Old Marylebone Road runs roughly parallel to, and immediately south of, Marylebone Road in the NW1 postal district, forming part of the western section of the A501 corridor. The street is approximately 382 metres in length and is publicly maintained by Transport for London, reflecting its function as part of a major arterial route rather than a purely local street.
The name preserves the memory of an earlier alignment of the route that would become Marylebone Road. When the New Road was constructed in 1756 under Parliamentary authority, it established a new bypass north of the built-up area. Old Marylebone Road represents the surviving fragment of an older western access into the neighbourhood, predating the formal road-building of the mid-eighteenth century.
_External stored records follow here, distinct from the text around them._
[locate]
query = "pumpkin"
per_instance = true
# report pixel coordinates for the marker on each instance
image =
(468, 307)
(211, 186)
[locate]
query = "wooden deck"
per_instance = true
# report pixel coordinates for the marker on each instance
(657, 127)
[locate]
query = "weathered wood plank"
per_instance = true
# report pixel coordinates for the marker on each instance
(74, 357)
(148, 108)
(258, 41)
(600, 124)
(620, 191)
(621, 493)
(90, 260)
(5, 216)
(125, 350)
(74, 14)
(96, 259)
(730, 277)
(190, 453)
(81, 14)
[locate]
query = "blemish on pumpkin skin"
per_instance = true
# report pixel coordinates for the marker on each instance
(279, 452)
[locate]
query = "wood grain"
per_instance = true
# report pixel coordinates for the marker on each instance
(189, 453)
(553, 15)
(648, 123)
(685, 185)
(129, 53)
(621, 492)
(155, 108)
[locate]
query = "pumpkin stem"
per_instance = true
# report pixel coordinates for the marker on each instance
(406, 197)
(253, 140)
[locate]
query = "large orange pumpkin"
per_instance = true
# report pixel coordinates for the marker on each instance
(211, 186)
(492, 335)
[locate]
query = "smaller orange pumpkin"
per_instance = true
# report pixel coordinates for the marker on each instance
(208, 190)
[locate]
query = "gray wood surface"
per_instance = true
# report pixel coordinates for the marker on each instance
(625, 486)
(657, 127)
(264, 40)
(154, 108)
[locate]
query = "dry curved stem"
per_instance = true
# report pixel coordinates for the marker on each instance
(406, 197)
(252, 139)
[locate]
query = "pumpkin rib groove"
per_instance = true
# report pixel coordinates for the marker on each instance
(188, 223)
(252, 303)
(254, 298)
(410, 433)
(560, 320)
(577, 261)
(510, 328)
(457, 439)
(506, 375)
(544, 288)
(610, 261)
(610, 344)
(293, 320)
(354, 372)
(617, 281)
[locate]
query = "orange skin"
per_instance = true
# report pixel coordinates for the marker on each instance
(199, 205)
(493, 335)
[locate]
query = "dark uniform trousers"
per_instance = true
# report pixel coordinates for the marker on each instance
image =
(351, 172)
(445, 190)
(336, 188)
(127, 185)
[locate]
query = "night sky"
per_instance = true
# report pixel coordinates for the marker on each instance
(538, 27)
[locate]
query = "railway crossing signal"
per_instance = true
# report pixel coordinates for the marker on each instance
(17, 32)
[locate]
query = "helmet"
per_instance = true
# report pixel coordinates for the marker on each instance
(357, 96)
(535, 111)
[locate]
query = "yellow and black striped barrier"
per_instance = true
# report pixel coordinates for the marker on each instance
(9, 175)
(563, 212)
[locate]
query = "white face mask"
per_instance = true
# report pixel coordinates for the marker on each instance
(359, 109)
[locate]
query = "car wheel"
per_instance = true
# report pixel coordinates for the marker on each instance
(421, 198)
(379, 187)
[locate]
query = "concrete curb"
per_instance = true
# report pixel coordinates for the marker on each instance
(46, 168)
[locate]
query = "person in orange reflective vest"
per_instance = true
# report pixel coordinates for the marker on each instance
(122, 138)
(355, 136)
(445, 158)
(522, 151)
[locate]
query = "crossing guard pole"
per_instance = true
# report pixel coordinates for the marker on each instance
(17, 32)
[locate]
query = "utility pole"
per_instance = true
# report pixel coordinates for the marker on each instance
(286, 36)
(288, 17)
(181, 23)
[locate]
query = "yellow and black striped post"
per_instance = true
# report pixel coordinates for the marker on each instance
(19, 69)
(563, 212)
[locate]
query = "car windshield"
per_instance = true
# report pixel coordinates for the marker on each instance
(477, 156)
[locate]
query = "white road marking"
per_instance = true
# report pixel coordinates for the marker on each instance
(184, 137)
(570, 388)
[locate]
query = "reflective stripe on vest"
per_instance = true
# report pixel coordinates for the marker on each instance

The area around Old Marylebone Road sits on the boundary between Marylebone proper and the Lisson Grove district to the north-west, an area with its own distinct working-class history shaped by the arrival of the Regent's Canal in 1810 and the railway at Marylebone in 1899. A listed building at 207 Old Marylebone Road is identified within the Bryanston and Dorset Square ward, which falls within the Portman Estate's western holdings. The road carries through traffic efficiently while the streets to its immediate south return quickly to residential scale. For context on the main arterial route, Marylebone Road runs the full east-west span of the neighbourhood's northern edge.